Jenny's Blog

Revisiting

Posted on Tuesday, April 27th, 2010 | Blog Posts

The other book I tracked down (oh, the glories of Abe Books) I had actually misremembered. I went to a Catholic school and emptied the library there, which inevitably meant reading a large amount of christian inspirational literature, most of which is total gubbins- stories about how happy people are that Jesus put them in a wheelchair, or how they climbed Everest thanks to God (Bear Gryll’s otherwise excellent book is full of that kind of stuff).

I don’t want to offend, but the idea that God is busy helping posh blokes to the top of Everest, or helping Jennifer Lopez have hit records, whilst simultaneously killing 20,000 Liberian children a year from diarrhoea I find completely and utterly abhorrent in every way. Same as everyone who ever says, ‘well, everything happens for a reason’.

Anyway, rant over. I wanted to revisit one book that I thought was amazing at the time, about a woman and her sister who’d ended up in the concentration camps and had been saved by the power of prayer. In retrospect, assuming they were converted Jews, I was quite insulted by the idea that if you’d only accepted Jesus you’d have survived the holocaust.

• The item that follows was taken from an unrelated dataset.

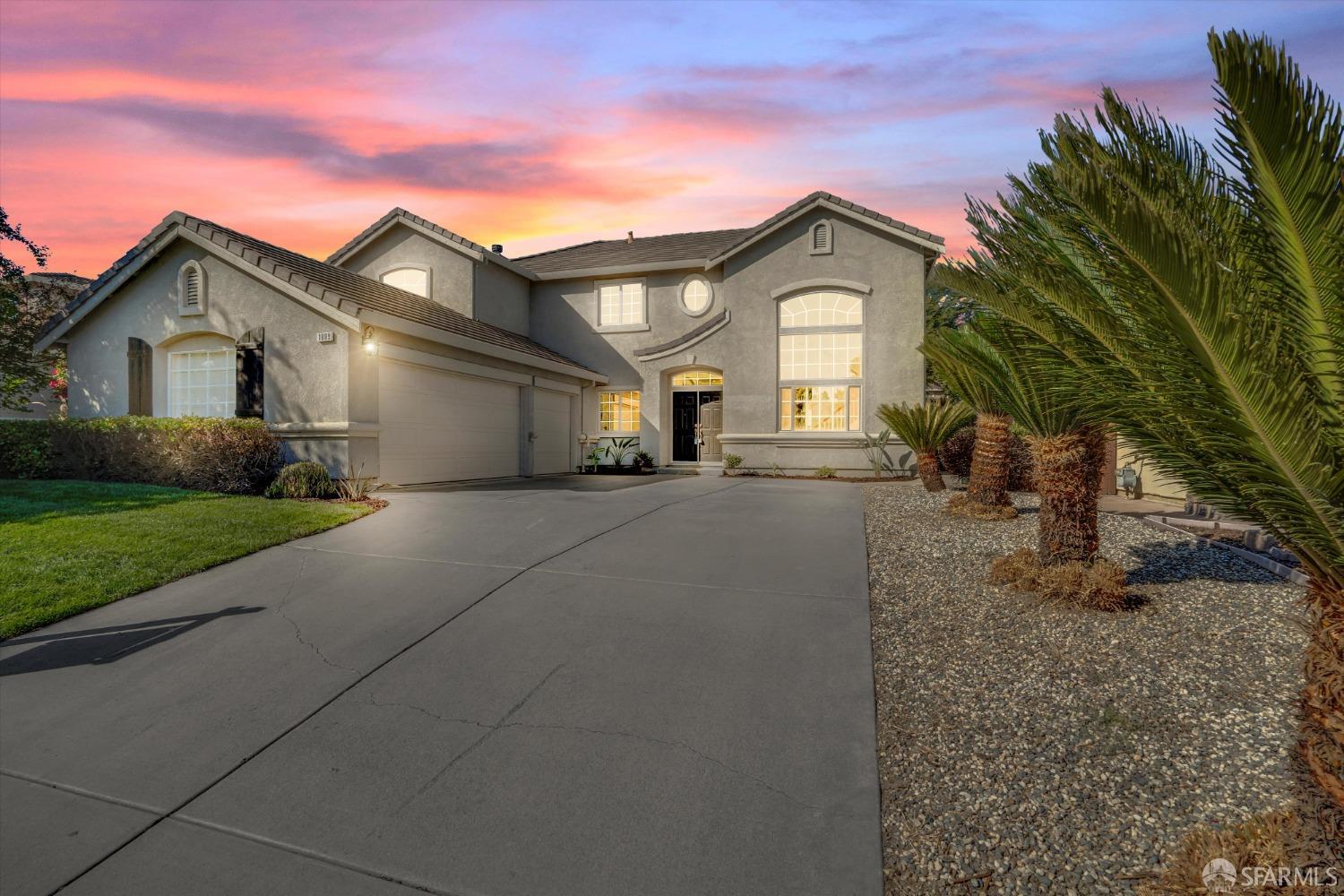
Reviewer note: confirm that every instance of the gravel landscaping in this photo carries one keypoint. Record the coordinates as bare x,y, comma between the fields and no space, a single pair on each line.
1037,748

Well, I was totally wrong. The Hiding Place, by Corrie Ten Boom, is a sadly under-read these days classic. Corrie and her family were protestant watchmakers in Haarlem, and when the Nazi invasion came they never blinked, hesitated or considered for a second closing their doors or turning away their jewish friends and colleagues. Corrie, an unmarried middle aged woman who lived in the house in which she had been born and by her own admission, had never done anything unusual or spectacular in her whole life, became the centre of a network of nazi resistance, funnelling jews to safe locations, and at one stage hiding 13 in their own tiny home. She was the one who stood up and said ‘no’. It’s an utterly astonishing, entirely humbling read. When she meets one of her guards at the very end, you want to shout and scream on her behalf. I’m so glad it was in my school library; it should be in every school library on earth.

ps quick update on reading Wallace ‘Charlie and the Chocolate Factory’- when we got to the bit where Charlie gets the bar for his birthday, and it DOESN’T contain a golden ticket, Wallace’s eyes went wide as saucers. He Simply. Could. Not. Believe. It. He had literally been hanging over the book in joyous anticipation whilst Charlie opens the bar, a huge preparatory smile on his face, when Dahl pulls the rug out.  The second time Dahl pulls the same thing, he was much cannier to it. Then the chapter where he finally DOES find the ticket- which comes to quite an abrupt end- Wall, normally a very amenable child, simply grabbed my hand and refused to let me close the book until I’d read on. He couldn’t wait. As Mr B pointed out, I’m having as much fun with this is as he is.

One Response to “Revisiting”

  1. Paul says:

    Glad I’ve found your blog – still missing the book panel!